Copyright: dpa-infografik/dpa

Tag für Tag finden Sie an dieser Stelle einen Rückblick auf Ereignisse, Anekdoten, Geburts- oder Sterbetage, die mit diesem Datum verbunden sind.

Der 13. Mai: Ein Tag zwischen Attentat und TV-Kult.

Rom, 13. Mai 1981: Die Welt erstarrt. Mitten auf dem Petersplatz wird das Leben von Papst Johannes Paul II. bedroht. Ein türkischer Extremist namens Ali Agca gibt mehrere Schüsse ab, die das katholische Kirchenoberhaupt lebensgefährlich treffen. Diese Tat hat sich tief in das Bewusstsein der Menschen eingegraben.

Aber der 13. Mai hat auch eine heitere Seite. Im Jahr 1971, also exakt ein Jahrzehnt früher, startet im ZDF eine Show, die Fernsehgeschichte schreiben wird. Mit dem legendären Hans Rosenthal geht „Dalli Dalli“ erstmals auf Sendung und wird zum absoluten Kult.

Machtwechsel und eine düstere Vergangenheit

An diesem Tag gab es auch in der Politik ordentlich Bewegung. Philip Rösler übernimmt 2011 den Vorsitz der FDP von Guido Westerwelle, der das Amt lange innehatte. Doch Röslers Zeit an der Spitze ist kurz: Nach einer herben Niederlage bei der Wahl 2013 macht er den Weg frei für Christian Lindner.

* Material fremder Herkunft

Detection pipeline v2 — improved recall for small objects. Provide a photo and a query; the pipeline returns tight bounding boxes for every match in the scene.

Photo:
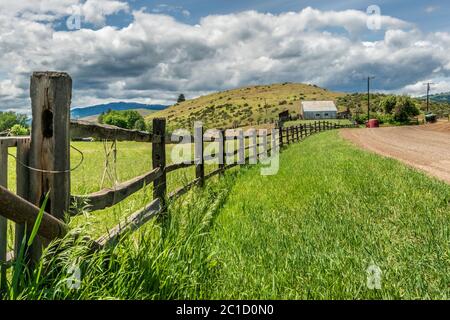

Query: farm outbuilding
[300,101,337,120]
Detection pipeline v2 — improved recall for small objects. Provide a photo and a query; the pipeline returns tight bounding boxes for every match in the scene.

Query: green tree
[177,94,186,103]
[394,97,420,122]
[11,124,30,136]
[134,118,147,131]
[0,111,27,132]
[380,96,397,114]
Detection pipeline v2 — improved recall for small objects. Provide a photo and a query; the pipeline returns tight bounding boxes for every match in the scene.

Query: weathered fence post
[194,126,205,187]
[278,126,283,149]
[0,140,8,293]
[14,140,31,257]
[152,118,167,213]
[28,72,72,261]
[219,130,227,175]
[237,129,245,164]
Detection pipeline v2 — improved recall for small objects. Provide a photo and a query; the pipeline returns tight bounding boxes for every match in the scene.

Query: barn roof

Ein Blick weit zurück zeigt eine dunkle Seite der Geschichte nach dem Krieg. In Dachau spricht ein US-Militärgericht im Jahr 1946 Todesurteile gegen 58 Wachmänner des KZ Mauthausen aus. Und hier kommt das schockierende Detail: Von diesen Urteilen wurden 49 wirklich vollzogen.

Für einige Prominente ist der Tag aber ein Grund zum Feiern. Die wunderbare Schauspielerin Senta Berger („Kir Royal“) aus Deutschland und Österreich wird 85 Jahre alt. Auch der britische Schauspieler Robert Pattinson („Twilight“), der durch die „Harry Potter“-Reihe berühmt wurde, feiert seinen 40. Geburtstag. (dpa/red)

Die Liste der Geburtstagskinder geht weiter: Alexander Rybak (40), der Sänger aus Norwegen, der 2009 den ESC gewann, und die US-Basketball-Ikone Dennis Rodman (65) stoßen ebenfalls an. Gleichzeitig erinnern wir an den Schriftsteller und Dramatiker Rolf Hochhuth („Der Stellvertreter“). Er ist im Jahr 2020 gestorben. (dpa/red)

Dieser Inhalt wurde mit Hilfe von KI erstellt.